Generated by AI AgentCoin World
Monday, Jul 28, 2025 2:23 pm ET1min read
Aime RobotAime Summary

- Doctor Profit predicts Bitcoin could surge to $130,000 based on technical, macroeconomic, and geopolitical factors.

- A key technical breakout above 2021's high and the U.S.-EU trade deal reducing macro uncertainty support this bullish outlook.

- Expanding M2 money supply (2.3% YTD) and ETF inflows further reinforce Bitcoin's upward trajectory despite short-term altcoin outperformance.

- The analysis relies on historical correlations and remains speculative until sustained price action confirms the $130,000 target.
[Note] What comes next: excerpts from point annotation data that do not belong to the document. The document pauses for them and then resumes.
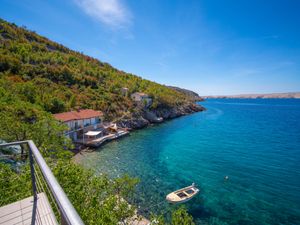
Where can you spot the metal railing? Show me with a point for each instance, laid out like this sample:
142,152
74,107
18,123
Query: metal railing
43,181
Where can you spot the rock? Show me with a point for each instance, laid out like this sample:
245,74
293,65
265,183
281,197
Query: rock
144,117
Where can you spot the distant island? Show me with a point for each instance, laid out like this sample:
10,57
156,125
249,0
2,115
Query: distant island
254,96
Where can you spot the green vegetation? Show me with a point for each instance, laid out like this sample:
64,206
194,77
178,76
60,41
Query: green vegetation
39,77
58,79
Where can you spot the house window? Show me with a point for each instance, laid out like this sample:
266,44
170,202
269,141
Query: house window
86,122
97,120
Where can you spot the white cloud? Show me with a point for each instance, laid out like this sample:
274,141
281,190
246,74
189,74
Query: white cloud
112,13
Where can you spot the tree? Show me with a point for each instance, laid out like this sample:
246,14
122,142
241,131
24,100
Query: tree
21,121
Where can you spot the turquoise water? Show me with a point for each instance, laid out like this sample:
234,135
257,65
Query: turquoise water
254,142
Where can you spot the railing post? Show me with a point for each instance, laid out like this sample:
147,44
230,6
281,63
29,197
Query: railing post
33,180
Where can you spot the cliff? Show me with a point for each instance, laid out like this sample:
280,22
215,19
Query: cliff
56,79
195,96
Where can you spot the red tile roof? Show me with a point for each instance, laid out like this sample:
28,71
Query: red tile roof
77,115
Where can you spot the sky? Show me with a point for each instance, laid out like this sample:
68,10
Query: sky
213,47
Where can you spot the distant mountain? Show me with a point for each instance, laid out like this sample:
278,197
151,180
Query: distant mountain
273,95
190,93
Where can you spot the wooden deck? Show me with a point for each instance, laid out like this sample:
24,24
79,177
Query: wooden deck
20,213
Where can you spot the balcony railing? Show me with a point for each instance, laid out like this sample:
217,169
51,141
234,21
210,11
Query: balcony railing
48,204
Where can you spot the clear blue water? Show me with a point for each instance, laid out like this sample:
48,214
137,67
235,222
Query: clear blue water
254,142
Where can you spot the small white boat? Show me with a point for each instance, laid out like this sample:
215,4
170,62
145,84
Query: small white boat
183,195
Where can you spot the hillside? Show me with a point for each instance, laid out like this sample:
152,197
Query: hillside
192,94
273,95
40,71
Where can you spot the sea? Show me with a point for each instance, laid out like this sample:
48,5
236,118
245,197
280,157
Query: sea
255,142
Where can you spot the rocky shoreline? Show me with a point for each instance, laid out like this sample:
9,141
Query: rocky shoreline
144,117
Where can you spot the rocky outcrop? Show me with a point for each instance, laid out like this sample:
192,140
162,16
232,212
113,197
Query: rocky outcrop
145,117
193,95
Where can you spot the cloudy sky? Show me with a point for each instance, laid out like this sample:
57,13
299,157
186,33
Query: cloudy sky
209,46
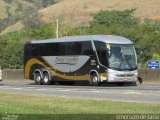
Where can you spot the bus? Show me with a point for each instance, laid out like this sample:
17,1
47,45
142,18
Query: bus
92,58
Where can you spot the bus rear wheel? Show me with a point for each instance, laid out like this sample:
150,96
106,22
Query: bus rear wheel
46,80
38,79
94,79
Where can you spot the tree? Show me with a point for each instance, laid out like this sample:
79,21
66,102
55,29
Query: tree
109,18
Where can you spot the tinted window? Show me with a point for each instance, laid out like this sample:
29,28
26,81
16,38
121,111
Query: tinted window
102,52
34,50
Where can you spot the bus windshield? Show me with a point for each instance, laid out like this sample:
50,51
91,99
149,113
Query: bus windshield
122,57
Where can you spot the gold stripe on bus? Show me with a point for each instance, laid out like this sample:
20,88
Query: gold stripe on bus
36,61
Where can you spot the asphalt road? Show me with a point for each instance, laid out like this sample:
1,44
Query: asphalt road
142,93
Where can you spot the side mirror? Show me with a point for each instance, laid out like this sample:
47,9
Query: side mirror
140,52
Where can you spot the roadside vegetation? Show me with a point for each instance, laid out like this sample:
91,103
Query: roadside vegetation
144,34
41,106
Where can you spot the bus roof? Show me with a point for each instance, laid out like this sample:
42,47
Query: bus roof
104,38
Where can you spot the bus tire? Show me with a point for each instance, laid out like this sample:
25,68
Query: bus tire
94,81
38,79
46,79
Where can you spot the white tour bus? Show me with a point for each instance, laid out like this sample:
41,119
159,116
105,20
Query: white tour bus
92,58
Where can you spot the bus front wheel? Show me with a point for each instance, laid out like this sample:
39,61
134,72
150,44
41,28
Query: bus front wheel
38,79
94,79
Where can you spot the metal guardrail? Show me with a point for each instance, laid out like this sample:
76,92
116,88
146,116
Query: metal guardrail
152,75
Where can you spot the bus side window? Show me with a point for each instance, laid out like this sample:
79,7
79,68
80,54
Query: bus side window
34,50
102,52
87,48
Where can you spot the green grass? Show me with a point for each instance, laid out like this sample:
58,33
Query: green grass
46,105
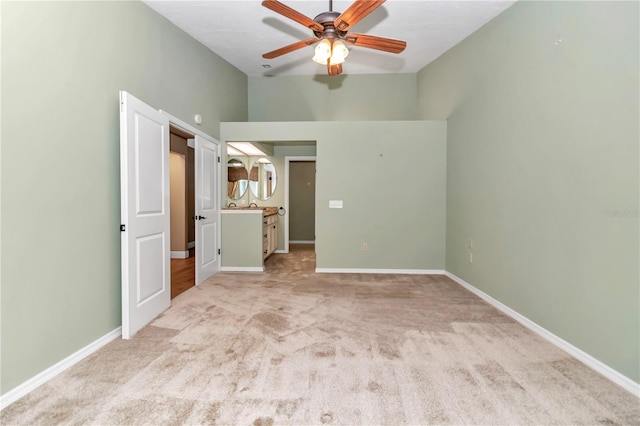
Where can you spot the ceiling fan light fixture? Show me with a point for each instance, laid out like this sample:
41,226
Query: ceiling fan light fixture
322,52
339,52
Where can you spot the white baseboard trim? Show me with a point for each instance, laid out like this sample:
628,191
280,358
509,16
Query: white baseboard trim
599,366
180,254
242,269
21,390
379,271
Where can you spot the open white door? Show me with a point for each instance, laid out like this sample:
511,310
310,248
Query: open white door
144,183
207,209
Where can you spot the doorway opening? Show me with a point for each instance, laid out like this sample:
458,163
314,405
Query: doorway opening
182,210
300,201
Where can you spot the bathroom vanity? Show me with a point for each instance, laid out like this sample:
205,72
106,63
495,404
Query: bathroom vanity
249,235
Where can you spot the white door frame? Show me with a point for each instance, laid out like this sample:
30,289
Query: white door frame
176,122
287,161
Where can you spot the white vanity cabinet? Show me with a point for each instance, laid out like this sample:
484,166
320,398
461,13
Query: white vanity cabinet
269,235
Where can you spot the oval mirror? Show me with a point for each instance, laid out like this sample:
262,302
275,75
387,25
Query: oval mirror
262,179
237,179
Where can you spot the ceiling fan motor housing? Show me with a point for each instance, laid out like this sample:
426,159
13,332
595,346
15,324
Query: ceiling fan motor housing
326,19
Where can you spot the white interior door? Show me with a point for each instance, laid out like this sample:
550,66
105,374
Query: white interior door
207,209
144,182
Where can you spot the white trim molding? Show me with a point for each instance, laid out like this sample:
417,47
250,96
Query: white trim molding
21,390
379,271
580,355
180,254
242,269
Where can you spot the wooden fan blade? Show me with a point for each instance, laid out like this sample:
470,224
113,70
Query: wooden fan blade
286,11
375,42
354,13
290,48
334,69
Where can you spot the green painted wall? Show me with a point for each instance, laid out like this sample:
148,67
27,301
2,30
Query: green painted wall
341,98
63,64
542,168
370,165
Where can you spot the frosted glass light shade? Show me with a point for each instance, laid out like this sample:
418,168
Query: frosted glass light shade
339,52
322,52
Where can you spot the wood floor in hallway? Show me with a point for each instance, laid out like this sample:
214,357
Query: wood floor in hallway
183,274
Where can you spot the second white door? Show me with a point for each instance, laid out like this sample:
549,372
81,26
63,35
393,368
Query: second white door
207,209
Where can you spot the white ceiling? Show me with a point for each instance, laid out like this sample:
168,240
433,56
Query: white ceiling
240,31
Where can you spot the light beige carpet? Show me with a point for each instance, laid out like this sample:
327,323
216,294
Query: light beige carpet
293,347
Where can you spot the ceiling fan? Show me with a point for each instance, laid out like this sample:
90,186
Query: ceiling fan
330,29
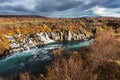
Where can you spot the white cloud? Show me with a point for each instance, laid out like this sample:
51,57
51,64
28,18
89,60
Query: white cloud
102,11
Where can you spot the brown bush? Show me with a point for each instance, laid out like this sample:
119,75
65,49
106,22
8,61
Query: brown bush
104,47
25,76
69,66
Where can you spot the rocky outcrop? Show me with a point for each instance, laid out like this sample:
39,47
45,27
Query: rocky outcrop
39,39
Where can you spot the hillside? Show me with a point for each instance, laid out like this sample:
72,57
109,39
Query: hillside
15,29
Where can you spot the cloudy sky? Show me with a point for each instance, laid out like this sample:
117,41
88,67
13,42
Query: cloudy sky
61,8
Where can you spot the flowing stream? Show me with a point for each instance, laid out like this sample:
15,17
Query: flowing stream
33,60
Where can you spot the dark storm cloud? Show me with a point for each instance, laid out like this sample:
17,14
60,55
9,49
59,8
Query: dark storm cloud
56,5
61,8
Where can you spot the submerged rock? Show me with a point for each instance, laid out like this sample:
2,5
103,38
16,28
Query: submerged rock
36,40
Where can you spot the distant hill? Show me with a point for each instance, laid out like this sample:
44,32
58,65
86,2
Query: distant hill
36,16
Bitcoin’s price trajectory has drawn renewed attention as a pseudonymous trader, Doctor Profit, outlines a multi-dimensional case for a potential surge toward $130,000. The analysis hinges on technical, macroeconomic, and geopolitical developments, with the cryptocurrency recently breaking above a critical multi-year resistance level. This breakout, combined with a major U.S.-EU trade agreement and expanding M2 money supply, has positioned Bitcoin as a focal point in global markets [1].

The technical catalyst emerged as Bitcoin decisively pierced a diagonal trendline that had resisted upward momentum for months. This level, tied to the 2021 all-time high, had repelled buyers since November 2024, marking four consecutive months of rejection. A clean monthly chart breakout and retest in July, according to Doctor Profit, confirm a structural shift. The analyst describes this as the start of “the next leg up,” with $130,000 becoming a primary target [1].

Geopolitical factors further amplify optimism. The U.S.-EU trade deal, announced on July 27, includes $750 billion in U.S. energy exports and $600 billion in EU infrastructure investments. Doctor Profit argues that eliminating the risk of a tariff war between the two economies has reduced macroeconomic uncertainty, creating a tailwind for risk assets like Bitcoin. The agreement coincided with a short-term price jump, lifting BTC from $114,500 to over $119,500 and pushing BNB to an all-time high above $850 [1].

Macro trends also support bullish sentiment. Despite the Federal Reserve’s quantitative tightening, M2 money supply expanded by 2.3% year-to-date, with May and June each posting a 0.63% monthly increase. Historical correlations suggest that every 1% rise in M2 has historically driven Bitcoin higher by 30-35%. If this pattern holds, the current 2.3% expansion could propel BTC 15-17.5% further, aligning with the $130,000 price level [1].

Price analysis underscores Bitcoin’s resilience. At $119,389, BTC has gained 0.9% in 24 hours and 0.7% weekly, with stronger gains over 30 days (11.3%) and one year (75.6%). While its short-term performance lags behind Ethereum and altcoins, its fundamental drivers remain intact. ETF inflows, particularly from

, continue to absorb more BTC than is being mined, acting as a long-term “vacuum cleaner” for supply. Additionally, the Fed’s expected rate hold at its upcoming FOMC meeting could extend liquidity expansion [1].

Doctor Profit’s analysis, however, rests on predictive models and historical correlations. The $130,000 target remains speculative until Bitcoin sustains movement above current levels. Market participants will also monitor how the U.S.-EU trade deal translates into broader economic activity, as well as the Fed’s policy response to inflation and M2 growth.